CHICAGO - Ernie Terrell, 75, whose brief reign as heavyweight champion ended with a punishing loss to Muhammad Ali in a 1967 grudge match, has died.

CHICAGO - Ernie Terrell, 75, whose brief reign as heavyweight champion ended with a punishing loss to Muhammad Ali in a 1967 grudge match, has died.

The son of Mississippi sharecroppers and long-time Chicago resident worked as a fight promoter after his boxing career ended and he was inducted into the Hall of Fame in 2004.

Mr. Terrell also twice ran unsuccessfully for alderman of his South Side neighborhood and built a janitorial company that eventually employed 100 people. He died Tuesday in Chicago of complications from Alzheimer's disease, according to his wife, Maxine.

Mr. Terrell's big break came in 1965, when he met Eddie Machen for the World Boxing Association title that was declared vacant after Ali insisted on a rematch with Sonny Liston before fighting a WBA-mandated contender.

Mr. Terrell, who stood 6-foot-6 and deployed a withering jab with his 82-inch reach, won a unanimous 15-round decision over Machen and defended his crown against George Chuvalo and Doug Jones. In 55 professional fights, he posted a 46-9 record with 21 knockouts.

Mr. Terrell's tenure at the top of the fight game was controversial, though, because most of the boxing world considered Ali - who still held the World Boxing Council crown at the time - the true heavyweight champion. A bout between the two was finally arranged for February 1967 at the Astrodome, but the fireworks began long before they stepped into the ring.

By then, Ali had converted to Islam and no longer went by his birth name, Cassius Clay. But Mr. Terrell, who had known him for years, repeatedly referred to him as "Clay." It was the same tactic used by Floyd Patterson ahead of his fight with Ali, and it resulted in Mr. Terrell's suffering the same brutal beating Ali had administered to Patterson.

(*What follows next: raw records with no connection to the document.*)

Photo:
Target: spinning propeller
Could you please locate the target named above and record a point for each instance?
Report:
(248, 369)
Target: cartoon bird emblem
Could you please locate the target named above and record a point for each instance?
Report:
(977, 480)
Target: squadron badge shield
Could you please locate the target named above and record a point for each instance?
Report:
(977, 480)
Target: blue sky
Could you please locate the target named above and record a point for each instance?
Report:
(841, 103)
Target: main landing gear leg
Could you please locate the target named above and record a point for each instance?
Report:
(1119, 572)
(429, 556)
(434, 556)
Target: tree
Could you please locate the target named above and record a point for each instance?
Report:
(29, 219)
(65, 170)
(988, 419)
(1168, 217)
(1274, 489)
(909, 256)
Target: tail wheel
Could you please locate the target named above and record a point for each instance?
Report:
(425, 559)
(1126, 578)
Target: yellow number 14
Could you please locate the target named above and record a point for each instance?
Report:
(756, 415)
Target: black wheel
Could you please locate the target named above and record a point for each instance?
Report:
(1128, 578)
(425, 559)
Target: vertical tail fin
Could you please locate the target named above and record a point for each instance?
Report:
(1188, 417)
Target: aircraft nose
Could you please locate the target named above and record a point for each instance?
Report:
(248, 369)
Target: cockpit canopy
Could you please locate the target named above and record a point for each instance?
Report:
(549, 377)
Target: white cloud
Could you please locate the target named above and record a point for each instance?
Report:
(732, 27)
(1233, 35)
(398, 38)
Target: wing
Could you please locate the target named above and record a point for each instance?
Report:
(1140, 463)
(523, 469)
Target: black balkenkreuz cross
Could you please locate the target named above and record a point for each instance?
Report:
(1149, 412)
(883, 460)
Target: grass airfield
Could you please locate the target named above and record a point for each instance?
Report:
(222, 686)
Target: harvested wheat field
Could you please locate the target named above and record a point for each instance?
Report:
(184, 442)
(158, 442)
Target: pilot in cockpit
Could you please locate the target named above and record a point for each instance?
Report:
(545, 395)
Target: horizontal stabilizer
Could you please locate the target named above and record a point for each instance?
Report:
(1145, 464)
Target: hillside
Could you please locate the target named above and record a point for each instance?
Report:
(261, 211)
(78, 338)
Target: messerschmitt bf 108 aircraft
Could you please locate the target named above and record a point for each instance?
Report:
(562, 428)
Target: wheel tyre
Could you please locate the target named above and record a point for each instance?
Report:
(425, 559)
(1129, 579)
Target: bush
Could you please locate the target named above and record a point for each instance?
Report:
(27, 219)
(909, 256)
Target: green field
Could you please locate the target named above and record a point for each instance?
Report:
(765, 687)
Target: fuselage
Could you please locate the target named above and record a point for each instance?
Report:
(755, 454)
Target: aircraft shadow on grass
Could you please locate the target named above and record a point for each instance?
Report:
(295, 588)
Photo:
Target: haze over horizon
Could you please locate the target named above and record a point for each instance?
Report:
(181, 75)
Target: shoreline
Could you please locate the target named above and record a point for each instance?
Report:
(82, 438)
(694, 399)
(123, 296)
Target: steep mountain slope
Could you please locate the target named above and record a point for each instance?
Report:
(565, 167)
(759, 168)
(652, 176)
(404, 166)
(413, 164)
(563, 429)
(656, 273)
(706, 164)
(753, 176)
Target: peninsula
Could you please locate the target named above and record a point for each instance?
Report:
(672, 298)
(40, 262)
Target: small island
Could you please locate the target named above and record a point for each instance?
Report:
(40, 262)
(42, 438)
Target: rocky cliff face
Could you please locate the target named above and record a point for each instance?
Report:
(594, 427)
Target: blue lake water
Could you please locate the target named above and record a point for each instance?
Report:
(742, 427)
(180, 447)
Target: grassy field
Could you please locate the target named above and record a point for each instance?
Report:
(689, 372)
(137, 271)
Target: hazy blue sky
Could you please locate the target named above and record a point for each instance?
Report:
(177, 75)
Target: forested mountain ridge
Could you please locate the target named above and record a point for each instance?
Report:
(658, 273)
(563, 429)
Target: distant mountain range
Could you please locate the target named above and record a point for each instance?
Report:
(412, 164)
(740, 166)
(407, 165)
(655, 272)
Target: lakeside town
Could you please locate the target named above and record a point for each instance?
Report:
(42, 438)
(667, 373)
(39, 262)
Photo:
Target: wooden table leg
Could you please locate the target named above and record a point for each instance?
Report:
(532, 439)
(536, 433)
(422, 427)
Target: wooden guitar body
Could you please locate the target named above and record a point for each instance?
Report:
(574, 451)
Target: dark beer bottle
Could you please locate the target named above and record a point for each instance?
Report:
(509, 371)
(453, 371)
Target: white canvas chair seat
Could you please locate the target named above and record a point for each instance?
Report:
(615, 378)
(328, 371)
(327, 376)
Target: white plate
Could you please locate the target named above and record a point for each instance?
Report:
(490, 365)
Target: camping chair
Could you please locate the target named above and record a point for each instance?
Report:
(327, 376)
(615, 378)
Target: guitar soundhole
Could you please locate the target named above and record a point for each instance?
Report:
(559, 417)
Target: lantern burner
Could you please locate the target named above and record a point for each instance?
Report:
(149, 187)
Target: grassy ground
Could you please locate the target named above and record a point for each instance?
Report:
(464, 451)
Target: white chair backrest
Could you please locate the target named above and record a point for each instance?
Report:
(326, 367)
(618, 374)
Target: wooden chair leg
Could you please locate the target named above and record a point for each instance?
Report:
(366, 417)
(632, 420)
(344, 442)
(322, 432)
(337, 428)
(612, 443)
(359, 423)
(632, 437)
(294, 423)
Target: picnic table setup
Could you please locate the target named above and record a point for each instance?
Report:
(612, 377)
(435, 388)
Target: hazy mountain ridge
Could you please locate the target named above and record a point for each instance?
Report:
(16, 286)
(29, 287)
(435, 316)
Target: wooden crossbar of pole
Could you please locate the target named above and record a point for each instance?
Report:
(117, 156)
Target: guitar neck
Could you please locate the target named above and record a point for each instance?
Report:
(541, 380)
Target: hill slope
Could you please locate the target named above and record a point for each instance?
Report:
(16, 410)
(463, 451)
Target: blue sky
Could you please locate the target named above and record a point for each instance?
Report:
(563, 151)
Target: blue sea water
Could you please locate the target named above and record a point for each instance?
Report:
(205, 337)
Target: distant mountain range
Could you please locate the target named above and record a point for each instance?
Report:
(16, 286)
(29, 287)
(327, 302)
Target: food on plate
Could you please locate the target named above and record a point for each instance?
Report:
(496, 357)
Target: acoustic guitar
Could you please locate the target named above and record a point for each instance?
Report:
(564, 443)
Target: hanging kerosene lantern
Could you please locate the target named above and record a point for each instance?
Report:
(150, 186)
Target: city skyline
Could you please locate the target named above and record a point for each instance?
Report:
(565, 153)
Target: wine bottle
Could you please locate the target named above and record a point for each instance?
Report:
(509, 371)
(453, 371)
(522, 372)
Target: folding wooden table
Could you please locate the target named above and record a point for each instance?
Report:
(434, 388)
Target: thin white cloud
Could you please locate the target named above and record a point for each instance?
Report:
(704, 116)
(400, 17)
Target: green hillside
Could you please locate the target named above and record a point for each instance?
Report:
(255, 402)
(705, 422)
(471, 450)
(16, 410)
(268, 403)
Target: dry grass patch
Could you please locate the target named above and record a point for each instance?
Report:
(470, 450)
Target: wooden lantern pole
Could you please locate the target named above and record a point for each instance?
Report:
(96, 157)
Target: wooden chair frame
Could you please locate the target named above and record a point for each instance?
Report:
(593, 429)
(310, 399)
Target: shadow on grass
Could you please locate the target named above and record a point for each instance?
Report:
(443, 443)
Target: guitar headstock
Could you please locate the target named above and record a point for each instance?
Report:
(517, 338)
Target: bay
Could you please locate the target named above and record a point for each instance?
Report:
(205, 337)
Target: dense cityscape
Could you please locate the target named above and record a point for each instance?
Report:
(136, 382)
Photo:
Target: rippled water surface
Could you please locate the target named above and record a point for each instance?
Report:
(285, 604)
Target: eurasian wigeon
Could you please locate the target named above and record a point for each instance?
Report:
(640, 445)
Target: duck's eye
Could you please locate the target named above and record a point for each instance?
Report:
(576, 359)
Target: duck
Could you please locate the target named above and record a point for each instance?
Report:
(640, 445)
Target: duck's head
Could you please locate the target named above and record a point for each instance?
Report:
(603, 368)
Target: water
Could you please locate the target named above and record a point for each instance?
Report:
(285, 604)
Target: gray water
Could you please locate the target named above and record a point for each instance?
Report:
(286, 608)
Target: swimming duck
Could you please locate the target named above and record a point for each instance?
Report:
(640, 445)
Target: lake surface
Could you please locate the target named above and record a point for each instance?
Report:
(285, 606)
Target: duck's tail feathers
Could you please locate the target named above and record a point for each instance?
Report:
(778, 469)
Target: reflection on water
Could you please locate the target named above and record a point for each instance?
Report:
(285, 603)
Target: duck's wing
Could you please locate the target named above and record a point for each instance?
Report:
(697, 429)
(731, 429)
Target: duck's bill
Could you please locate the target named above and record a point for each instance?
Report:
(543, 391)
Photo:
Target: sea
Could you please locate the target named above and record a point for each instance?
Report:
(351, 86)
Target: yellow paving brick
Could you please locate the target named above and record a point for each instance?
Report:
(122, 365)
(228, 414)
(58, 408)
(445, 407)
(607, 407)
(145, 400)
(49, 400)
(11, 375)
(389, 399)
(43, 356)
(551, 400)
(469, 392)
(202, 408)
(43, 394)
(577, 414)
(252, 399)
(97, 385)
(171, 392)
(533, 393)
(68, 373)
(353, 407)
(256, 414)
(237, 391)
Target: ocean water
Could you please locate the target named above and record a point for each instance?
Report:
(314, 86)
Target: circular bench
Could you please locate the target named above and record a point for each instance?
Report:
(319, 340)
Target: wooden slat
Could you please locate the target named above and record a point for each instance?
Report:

"You just act just like an old Uncle Tom," Ali said leading up to the bout. "I'm going to punish you."

Ali was as good as his word, mercilessly pummeling Mr. Terrell during a 15-round decision while peppering him with the taunt "What's my name?"

Mr. Terrell said afterward that neither Ali's punches nor his insults had as big an impact on the fight as what happened during an early clinch.

"I had a great chance to win that fight," Mr. Terrell recalled in the book Muhammad Ali: Through the Eyes of the World.

"I was bigger than Ali at that point. But during the second round of the fight, we got caught in a headlock, and he took his thumb, and he poked it in my eye.

After that," his account continued, "it looked like I was fighting two Alis."